ATB Financial’s move to acquire Cormark Securities is more than just another banking transaction—it’s a clear declaration that energy remains fundamental to Alberta’s economic vision, even as the world navigates an uncertain transition path.
The $107 million deal announced yesterday positions the provincial Crown corporation to strengthen its investment banking capabilities while doubling down on its commitment to traditional energy producers that have faced increasing scrutiny from national financial institutions.
“We’re deepening our commitment to the energy sector at a time when many banks are stepping back,” Curtis Stange, ATB Financial’s CEO, told me in an interview. “There’s this perception that supporting traditional energy means ignoring the energy transition. That’s a false choice. We can do both.”
The acquisition comes after several major Canadian banks have reduced their exposure to oil and gas in response to environmental pressures and shifting investment mandates. Just last quarter, RBC and TD collectively reduced their oil and gas loan portfolios by approximately $2.8 billion, according to their quarterly filings.
This backdrop makes ATB’s move particularly noteworthy. By acquiring Cormark, which has built a strong reputation in energy investment banking, ATB gains specialized expertise in both traditional fossil fuels and emerging clean technology—exactly the combination needed to navigate Alberta’s complex energy future.
Scott Davidson, Cormark’s CEO who will continue leading the firm after the acquisition closes, emphasized this point: “We’ve built our reputation on understanding the full spectrum of energy development. That means supporting conventional producers while also having the expertise to help them evolve.”
The timing isn’t accidental. Energy stocks have outperformed the broader market over the past 18 months, with the S&P/TSX Capped Energy Index posting a 27% return while the S&P/TSX Composite gained just 11%. This performance contradicts predictions that fossil fuel investments would collapse under ESG pressures.

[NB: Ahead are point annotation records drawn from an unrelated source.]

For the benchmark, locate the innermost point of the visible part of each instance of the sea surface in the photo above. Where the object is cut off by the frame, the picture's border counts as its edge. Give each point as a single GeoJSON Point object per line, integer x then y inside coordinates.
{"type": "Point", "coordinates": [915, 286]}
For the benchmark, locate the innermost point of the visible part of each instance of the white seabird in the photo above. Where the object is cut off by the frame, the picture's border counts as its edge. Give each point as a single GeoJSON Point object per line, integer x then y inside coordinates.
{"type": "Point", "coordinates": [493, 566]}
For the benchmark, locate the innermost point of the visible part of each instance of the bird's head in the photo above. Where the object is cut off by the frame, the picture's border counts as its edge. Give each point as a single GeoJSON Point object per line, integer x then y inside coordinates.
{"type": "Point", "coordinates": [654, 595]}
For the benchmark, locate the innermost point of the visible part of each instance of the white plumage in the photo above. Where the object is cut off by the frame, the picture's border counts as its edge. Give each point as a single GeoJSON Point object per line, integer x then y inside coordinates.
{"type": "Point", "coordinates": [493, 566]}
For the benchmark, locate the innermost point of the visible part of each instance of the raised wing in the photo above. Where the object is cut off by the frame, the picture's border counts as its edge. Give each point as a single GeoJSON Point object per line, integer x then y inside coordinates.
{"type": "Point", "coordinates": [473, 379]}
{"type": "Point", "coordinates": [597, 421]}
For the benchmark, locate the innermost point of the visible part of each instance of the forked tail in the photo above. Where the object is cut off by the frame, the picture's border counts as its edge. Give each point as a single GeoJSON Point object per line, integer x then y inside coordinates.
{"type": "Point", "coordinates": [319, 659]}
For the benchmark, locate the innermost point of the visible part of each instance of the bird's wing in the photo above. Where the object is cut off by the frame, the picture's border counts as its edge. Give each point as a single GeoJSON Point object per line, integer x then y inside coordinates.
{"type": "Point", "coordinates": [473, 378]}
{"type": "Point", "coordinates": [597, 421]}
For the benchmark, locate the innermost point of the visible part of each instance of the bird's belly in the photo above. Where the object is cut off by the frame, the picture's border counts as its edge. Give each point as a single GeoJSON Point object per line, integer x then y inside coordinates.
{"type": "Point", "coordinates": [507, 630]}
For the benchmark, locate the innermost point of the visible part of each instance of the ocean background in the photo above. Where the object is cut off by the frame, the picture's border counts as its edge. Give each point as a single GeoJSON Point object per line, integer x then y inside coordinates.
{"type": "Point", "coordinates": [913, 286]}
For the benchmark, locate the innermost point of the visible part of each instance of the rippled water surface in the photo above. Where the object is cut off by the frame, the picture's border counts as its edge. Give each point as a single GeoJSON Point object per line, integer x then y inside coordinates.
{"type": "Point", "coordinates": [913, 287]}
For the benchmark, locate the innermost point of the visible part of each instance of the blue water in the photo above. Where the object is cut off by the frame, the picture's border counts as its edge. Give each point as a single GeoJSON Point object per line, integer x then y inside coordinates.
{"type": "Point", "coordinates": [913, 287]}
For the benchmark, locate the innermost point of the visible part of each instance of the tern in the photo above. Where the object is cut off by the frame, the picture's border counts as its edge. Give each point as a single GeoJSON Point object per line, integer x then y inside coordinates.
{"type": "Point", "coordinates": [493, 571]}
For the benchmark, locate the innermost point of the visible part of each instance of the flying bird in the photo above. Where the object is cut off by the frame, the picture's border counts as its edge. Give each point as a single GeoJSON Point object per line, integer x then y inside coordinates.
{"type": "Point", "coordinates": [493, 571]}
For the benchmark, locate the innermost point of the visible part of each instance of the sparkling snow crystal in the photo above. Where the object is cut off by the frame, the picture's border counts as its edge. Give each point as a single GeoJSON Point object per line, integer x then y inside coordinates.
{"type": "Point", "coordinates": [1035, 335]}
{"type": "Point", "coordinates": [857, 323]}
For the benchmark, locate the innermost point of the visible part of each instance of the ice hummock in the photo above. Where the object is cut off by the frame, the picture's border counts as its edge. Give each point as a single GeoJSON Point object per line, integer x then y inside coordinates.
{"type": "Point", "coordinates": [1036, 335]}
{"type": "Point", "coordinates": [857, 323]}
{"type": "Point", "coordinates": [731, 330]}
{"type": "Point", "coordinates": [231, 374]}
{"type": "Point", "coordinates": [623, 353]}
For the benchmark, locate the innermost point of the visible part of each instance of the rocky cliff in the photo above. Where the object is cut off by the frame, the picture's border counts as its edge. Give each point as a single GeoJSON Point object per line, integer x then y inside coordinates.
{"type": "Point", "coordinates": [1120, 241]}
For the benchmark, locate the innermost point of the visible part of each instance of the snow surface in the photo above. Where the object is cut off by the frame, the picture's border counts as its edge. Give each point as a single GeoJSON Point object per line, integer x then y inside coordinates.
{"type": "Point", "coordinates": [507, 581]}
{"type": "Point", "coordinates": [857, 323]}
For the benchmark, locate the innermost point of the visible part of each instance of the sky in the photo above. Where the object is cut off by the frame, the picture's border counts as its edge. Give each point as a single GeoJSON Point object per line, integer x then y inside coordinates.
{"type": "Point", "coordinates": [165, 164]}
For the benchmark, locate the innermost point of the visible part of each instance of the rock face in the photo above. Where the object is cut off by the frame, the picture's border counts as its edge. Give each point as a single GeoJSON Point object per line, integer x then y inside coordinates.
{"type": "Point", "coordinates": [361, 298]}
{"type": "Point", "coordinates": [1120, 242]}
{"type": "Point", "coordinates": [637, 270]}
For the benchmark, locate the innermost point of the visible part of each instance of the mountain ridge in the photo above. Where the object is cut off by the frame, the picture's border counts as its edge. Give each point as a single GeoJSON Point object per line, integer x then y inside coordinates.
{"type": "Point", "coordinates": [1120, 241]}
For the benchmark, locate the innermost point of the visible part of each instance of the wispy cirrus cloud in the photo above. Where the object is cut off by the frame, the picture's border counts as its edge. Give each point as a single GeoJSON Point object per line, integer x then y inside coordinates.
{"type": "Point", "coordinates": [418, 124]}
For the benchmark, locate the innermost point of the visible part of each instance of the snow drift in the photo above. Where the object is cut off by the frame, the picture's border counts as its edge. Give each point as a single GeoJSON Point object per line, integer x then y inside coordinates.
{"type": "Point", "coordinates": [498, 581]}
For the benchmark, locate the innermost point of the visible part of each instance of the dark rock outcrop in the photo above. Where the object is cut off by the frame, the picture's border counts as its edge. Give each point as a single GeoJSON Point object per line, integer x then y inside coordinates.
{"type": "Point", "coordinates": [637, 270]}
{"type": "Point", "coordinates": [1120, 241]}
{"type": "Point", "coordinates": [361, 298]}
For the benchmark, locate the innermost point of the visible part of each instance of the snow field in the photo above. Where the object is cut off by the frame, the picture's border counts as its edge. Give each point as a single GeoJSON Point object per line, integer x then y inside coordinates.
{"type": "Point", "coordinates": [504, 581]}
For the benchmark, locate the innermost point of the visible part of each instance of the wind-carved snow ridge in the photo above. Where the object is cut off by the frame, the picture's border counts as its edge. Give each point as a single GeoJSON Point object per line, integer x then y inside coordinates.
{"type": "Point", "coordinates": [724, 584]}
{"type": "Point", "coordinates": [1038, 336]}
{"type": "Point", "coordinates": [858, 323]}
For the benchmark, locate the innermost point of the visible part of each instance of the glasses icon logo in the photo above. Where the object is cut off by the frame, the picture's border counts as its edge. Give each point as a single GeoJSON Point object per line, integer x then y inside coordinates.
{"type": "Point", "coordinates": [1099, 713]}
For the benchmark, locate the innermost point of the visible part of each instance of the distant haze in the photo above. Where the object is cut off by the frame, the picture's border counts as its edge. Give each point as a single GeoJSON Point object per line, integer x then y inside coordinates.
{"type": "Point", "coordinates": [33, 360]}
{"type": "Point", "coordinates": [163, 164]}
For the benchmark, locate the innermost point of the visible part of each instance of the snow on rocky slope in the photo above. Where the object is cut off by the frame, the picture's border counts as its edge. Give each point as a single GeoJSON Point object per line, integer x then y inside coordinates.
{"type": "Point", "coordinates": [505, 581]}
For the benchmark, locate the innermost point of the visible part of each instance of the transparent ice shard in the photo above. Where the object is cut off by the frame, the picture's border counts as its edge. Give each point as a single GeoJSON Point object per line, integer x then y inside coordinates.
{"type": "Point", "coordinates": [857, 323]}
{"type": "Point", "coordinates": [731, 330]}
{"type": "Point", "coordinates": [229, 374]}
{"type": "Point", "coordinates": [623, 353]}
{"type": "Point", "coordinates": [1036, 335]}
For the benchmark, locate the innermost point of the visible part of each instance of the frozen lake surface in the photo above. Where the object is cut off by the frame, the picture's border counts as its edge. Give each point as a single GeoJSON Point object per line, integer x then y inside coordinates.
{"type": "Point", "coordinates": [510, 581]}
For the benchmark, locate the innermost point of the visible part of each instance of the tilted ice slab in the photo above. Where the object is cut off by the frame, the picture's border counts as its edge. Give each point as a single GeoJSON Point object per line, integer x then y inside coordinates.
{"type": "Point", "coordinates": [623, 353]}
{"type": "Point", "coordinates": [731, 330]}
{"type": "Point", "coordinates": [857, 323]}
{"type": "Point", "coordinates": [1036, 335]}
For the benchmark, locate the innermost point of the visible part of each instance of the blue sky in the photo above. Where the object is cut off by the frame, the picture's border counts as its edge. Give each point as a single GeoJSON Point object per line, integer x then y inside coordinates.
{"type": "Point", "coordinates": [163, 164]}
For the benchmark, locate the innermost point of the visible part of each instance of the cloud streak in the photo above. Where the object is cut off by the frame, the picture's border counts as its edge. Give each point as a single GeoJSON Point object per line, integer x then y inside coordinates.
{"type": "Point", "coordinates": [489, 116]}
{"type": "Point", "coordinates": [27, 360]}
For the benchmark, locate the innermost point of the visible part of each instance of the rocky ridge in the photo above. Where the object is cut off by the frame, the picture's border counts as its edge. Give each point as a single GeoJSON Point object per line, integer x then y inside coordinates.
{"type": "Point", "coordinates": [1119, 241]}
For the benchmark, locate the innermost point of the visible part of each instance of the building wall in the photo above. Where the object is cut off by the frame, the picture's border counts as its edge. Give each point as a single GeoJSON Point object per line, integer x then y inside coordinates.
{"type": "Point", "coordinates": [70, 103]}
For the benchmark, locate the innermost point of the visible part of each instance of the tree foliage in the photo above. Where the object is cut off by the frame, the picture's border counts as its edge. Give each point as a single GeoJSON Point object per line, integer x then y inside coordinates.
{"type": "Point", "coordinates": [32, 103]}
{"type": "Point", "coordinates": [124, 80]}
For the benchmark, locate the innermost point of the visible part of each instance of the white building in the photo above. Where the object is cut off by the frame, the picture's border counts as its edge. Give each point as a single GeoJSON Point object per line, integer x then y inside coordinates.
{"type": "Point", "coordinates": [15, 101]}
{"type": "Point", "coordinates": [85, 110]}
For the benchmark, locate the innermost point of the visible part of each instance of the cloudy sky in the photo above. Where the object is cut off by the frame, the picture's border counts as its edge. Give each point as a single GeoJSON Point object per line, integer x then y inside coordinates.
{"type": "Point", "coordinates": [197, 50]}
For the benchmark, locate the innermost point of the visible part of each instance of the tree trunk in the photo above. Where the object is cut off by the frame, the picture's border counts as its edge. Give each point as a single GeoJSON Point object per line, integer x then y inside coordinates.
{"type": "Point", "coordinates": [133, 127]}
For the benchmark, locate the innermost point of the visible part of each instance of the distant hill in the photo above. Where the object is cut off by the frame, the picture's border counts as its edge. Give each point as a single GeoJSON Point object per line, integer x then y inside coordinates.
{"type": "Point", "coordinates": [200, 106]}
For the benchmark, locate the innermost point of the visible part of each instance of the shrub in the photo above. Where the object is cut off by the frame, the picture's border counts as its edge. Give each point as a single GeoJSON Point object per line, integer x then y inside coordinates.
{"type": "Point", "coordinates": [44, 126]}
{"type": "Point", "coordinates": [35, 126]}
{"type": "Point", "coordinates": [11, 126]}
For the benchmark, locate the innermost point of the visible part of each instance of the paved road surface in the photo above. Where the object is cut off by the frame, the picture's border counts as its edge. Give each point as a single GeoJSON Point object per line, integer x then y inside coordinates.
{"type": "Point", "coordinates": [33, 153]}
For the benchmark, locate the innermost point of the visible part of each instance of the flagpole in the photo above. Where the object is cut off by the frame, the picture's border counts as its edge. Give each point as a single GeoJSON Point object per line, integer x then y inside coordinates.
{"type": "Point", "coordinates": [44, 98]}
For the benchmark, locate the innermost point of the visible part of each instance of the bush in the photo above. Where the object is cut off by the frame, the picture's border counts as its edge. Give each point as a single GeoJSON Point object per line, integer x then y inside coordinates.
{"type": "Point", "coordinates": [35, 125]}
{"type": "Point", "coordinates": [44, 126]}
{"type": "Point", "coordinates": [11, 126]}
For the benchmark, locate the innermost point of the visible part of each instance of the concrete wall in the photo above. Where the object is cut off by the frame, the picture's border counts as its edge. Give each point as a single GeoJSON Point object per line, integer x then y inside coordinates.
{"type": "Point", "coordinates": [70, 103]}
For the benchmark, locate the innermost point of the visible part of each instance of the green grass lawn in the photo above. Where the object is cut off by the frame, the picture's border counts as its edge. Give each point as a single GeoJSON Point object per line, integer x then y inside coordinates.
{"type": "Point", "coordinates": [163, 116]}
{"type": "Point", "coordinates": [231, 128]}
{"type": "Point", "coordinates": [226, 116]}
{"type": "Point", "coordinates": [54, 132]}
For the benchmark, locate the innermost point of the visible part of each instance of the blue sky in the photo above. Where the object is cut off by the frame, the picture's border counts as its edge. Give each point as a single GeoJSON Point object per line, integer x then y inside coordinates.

What’s particularly interesting about this deal is how it reflects Alberta’s pragmatic approach to energy transition. Rather than abandoning its traditional economic engine, the province is using its financial institution to ensure capital continues flowing to responsible energy development.
“Capital starvation isn’t an effective climate strategy,” noted Jackie Forrest, Executive Director at the ARC Energy Research Institute. “The companies producing energy today will need to be the ones investing in tomorrow’s solutions, whether that’s carbon capture, hydrogen, or other technologies.”
The Cormark acquisition particularly strengthens ATB’s ability to serve mid-market energy companies—those with market capitalizations between $100 million and $2 billion—that have found it increasingly difficult to access capital and advisory services as larger banks focus on either major players or exit the sector entirely.
For everyday Albertans, the implications go beyond banking. The energy sector directly and indirectly supports approximately 187,000 jobs in the province, according to recent Statistics Canada data. Ensuring these companies maintain access to financial services has implications for provincial employment, tax revenue, and economic stability.
However, the move isn’t without risks. The acquisition represents ATB’s largest investment in capital markets capabilities to date, coming at a time when global energy markets face significant transition uncertainties. The International Energy Agency projects oil demand will peak before 2030, though estimates vary widely on timing and impacts.
“This is a calculated bet that energy transition will be measured in decades, not years,” said Adam Legge, President of the Business Council of Alberta. “ATB is positioning itself to be the financial partner that understands both where the industry is today and where it needs to go.”
The acquisition also raises questions about ATB’s mandate as a Crown corporation. Founded during the Great Depression to serve rural Albertans when other banks wouldn’t, ATB has evolved significantly while maintaining its public ownership structure. This latest move further blurs the line between public institution and commercial bank.
Alberta’s Finance Minister has defended the acquisition, noting that ATB operates at arm’s length from government despite its public ownership. “This is a business decision that makes strategic sense,” the minister stated in a press release. “ATB continues to fulfill its mandate by ensuring critical sectors of our economy have access to the financial services they need.”
Once completed, the deal will make ATB one of Canada’s most energy-focused financial institutions at precisely the moment when much of the financial world is reconsidering its relationship with fossil fuels. This contrarian approach could either prove visionary or problematic depending on how energy markets evolve.
What’s certain is that ATB is betting on a middle path—supporting traditional energy while building capabilities to finance the transition. In a province where energy represents approximately 27% of GDP, according to the provincial government, that balanced approach may be exactly what’s needed.
As one Calgary-based energy executive who asked not to be named put it: “We don’t need cheerleaders or critics. We need financial partners who understand the complexity of what we’re trying to do—maintain current operations while investing in new technologies and approaches.”
The transaction is expected to close in the fourth quarter, subject to regulatory approvals.